Appointed Commanding Officer of The 16th Middlesex Battalion on the 14 August 1917. He visited 1 Border on the 28th October 1917 for Arroyo Day, when in command of the 16th Middlesex.

He Mentioned in Dispatches again in December 1917. He received a Bar to his DSO for action at Cambrai on 30 November 1917 “For conspicuous gallantry and devotion to duty. He led his battalion with great dash and determination in a successful attack. later, during continual enemy attacks, though he was wounded in the eye and unable to see, he was led about by an orderly among his men in the front line, encouraging and inspiring them by his magnificent example of courage and determination.”

He was Wounded again on 30th November 1917 and rejoined 1st Battalion as Major in February 1918.

As Captain Acting Lieutenant Colonel James Forbes Robertson DSO & Bar MC, he was awarded his Victoria Cross whilst in command of the 1st Battalion Border Regiment during the Battle of the Lys on 11th and 12th April 1918 near Neuf Berquin and Vieux Berquin, France.

The citation for the VC reads: “For most conspicuous bravery whilst commanding his Battalion during the heavy fighting. Through his quick judgement, resource, untiring energy, and magnificent example Lt.Col Forbes Robertson, on four separate occasions, saved the line from breaking and averted a situation which might have had the most serious and far reaching results.

On the first occasion, when troops in front were falling back, he made a rapid reconnaissance on horseback, in full view of the enemy under heavy machine gun and close range shell fire. He then organised and, still mounted, led a counter attack which was completely successful in re-establishing our line. When his horse was shot under him he continued on foot. Later on the same day, when troops to the left of his line were giving way, he went to the flank and checked and steadied the line, inspiring confidence by his splendid coolness and disregard of personal danger. His horse was wounded three times and he was thrown five times.

The following day, when the troops on both his flanks were forced to retire, he formed a post at Battalion HQ and with his Battalion still held his ground, thereby covering the retreat of troops on his flanks. Under the heaviest fire this gallant officer fearlessly exposed himself when collecting parties, organising and encouraging.

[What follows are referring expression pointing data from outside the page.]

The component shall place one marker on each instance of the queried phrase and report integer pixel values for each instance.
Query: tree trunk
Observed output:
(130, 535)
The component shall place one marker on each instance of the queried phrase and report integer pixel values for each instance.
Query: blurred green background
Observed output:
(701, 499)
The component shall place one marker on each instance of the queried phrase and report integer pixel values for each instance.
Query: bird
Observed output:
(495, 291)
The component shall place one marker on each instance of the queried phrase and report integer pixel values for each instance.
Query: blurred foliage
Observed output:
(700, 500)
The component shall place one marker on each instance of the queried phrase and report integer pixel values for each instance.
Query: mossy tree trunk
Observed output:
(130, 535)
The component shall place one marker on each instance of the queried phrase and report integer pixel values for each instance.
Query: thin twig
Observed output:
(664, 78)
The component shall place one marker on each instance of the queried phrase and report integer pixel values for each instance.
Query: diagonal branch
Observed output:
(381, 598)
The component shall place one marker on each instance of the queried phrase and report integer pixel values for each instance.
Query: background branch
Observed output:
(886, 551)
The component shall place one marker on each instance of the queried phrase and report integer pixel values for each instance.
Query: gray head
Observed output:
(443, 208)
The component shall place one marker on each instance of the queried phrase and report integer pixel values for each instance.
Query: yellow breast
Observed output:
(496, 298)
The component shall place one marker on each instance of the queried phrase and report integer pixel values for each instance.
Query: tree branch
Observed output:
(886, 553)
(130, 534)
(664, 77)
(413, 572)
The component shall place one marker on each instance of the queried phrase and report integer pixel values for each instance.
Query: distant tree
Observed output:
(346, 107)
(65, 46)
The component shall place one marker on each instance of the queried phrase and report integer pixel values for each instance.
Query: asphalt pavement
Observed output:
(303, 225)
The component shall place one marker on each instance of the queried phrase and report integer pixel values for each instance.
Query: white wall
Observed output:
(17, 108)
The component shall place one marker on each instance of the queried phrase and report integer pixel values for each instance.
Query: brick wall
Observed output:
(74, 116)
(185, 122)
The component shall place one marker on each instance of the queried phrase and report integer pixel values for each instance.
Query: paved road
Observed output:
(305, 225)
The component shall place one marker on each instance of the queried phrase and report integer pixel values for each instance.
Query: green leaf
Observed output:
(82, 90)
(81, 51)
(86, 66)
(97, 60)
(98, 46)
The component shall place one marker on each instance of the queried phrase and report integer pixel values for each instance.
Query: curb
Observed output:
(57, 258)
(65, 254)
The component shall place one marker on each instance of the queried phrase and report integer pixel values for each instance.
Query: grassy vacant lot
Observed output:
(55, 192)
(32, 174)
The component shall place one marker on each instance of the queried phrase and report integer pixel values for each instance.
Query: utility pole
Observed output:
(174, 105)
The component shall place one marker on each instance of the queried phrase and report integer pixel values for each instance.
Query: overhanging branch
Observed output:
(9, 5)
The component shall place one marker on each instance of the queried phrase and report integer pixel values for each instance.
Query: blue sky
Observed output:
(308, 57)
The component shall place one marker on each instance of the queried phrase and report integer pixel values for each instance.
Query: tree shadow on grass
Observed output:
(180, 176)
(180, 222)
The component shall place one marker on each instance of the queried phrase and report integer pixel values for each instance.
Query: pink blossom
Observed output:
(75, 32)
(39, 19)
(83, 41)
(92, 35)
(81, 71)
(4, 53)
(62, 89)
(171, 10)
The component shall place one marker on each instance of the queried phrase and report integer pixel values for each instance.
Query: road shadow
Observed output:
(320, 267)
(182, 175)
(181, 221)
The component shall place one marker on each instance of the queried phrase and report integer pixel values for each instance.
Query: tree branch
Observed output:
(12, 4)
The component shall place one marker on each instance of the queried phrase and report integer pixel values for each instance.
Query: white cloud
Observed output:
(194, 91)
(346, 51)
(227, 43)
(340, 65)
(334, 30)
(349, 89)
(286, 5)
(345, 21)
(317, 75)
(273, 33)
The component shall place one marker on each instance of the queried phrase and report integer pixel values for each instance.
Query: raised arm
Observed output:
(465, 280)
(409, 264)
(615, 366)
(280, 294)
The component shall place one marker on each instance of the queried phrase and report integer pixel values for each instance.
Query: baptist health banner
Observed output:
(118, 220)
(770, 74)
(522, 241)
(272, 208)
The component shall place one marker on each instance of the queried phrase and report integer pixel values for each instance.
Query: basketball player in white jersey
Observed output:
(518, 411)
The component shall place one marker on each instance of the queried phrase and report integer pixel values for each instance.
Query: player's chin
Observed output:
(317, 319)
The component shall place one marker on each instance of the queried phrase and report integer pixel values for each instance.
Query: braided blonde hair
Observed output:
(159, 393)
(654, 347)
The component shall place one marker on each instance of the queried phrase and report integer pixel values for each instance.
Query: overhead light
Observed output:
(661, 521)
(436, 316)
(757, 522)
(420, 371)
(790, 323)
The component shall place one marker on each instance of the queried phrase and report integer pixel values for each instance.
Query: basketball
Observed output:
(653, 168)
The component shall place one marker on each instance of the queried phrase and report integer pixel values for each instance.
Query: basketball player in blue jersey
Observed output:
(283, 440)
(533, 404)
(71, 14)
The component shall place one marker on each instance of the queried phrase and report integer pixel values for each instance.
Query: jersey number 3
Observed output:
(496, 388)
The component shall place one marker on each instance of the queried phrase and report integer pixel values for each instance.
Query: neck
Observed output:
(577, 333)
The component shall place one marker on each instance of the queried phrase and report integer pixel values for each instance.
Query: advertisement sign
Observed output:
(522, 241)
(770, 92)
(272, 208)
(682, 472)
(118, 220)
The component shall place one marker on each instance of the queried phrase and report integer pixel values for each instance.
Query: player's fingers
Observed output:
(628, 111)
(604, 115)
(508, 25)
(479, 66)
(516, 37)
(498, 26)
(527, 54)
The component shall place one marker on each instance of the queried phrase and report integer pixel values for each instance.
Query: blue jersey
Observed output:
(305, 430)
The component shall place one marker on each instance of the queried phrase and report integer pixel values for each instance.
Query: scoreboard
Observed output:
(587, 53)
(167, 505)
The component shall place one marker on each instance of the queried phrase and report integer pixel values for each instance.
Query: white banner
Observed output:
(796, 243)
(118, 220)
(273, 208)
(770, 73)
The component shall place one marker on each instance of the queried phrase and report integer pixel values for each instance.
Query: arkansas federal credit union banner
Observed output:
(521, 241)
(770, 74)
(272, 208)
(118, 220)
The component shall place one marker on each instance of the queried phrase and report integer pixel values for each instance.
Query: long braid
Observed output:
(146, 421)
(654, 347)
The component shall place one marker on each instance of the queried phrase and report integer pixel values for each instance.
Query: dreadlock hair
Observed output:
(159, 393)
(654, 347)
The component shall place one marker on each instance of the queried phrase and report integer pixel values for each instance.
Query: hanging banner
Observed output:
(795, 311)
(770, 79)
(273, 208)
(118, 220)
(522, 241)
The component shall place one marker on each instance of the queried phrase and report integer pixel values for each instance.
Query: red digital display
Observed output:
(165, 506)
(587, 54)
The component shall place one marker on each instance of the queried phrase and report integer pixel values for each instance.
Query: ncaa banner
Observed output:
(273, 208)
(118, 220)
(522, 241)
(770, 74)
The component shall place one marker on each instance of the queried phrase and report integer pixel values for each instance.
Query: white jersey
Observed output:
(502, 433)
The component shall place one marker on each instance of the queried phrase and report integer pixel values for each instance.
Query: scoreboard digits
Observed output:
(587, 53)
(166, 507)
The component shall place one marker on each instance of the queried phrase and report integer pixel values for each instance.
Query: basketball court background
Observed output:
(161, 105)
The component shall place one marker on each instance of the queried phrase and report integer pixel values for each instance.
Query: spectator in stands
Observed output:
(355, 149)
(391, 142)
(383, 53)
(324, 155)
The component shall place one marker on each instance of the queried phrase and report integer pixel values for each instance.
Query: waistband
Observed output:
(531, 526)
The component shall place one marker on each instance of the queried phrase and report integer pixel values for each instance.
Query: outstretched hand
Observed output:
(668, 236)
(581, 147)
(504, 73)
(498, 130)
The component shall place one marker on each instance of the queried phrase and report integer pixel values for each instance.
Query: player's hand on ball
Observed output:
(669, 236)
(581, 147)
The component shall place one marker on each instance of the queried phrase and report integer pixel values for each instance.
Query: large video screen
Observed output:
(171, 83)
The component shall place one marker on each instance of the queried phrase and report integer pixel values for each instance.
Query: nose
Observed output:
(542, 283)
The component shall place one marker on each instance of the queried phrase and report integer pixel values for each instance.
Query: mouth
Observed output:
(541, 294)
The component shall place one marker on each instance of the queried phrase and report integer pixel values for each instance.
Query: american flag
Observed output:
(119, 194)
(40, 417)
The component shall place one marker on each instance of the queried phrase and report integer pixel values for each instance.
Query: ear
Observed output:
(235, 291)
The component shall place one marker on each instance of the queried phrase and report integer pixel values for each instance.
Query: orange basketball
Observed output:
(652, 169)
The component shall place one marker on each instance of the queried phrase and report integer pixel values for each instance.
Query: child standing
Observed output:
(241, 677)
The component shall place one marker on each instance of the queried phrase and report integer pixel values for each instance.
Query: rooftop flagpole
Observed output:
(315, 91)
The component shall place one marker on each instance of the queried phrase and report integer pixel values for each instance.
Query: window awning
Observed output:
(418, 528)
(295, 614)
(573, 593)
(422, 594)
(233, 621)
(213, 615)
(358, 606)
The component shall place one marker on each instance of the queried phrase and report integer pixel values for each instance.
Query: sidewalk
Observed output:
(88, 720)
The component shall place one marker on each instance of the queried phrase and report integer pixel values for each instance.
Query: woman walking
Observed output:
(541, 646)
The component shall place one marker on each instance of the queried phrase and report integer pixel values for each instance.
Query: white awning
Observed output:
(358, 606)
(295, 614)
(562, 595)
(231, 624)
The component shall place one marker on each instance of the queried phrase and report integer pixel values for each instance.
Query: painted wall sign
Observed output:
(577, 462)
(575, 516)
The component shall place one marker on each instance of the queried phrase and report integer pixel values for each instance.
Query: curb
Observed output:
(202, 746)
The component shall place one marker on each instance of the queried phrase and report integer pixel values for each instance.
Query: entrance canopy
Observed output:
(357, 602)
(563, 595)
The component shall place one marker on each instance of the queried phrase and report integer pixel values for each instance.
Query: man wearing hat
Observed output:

On a subsequent occasion, when troops were retiring on his left and the condition of things on his right were insecure, he again saved the situation by his magnificent example and cool judgement. Losing a second horse, he continued on foot until he had established a line to which his own troops could withdraw and so conform to the general situation.”

He was then Mentioned in Dispatches again in May 1918 and was a Brevet Lt-Col. He was then promoted to Major on the 3rd June 1918. Later becoming a Temporary Brigadier General commanding 87 Brigade 7th June, then appointed OC 155 Brigade in 52 Div on the 16 June.

He was back to command 1st Border Regiment on 23rd October 1918.

On the 30th December 1918 given command of the 5th Battalion at Ivoir on the Meuse and took the Battalion to Bonn as part of the Army of The Rhine.

He was posted to 2nd Battalion Border Regiment in Ireland in 1920 and given command of the Regimental Depot at the Castle in 1923.

He went on to Command 2nd Gordon Highlanders from 1926 and then commanded 152 Infandtry Brigade from 1932-34; DL County of Sutherland. He even Served in Home Guard WW2.

Colonel James Forbes Robertson VC DSO & Bar MC died on 5 August 1955.

Medals: Victoria Cross (VC), Distinguished Service Order (DSO) and Bar, Military Cross (MC), 1914-15 Star, British War and Victory Medals with Mentioned In Dispatches, Defence Medal (WW2), 1937 and 1953 Coronation Medals.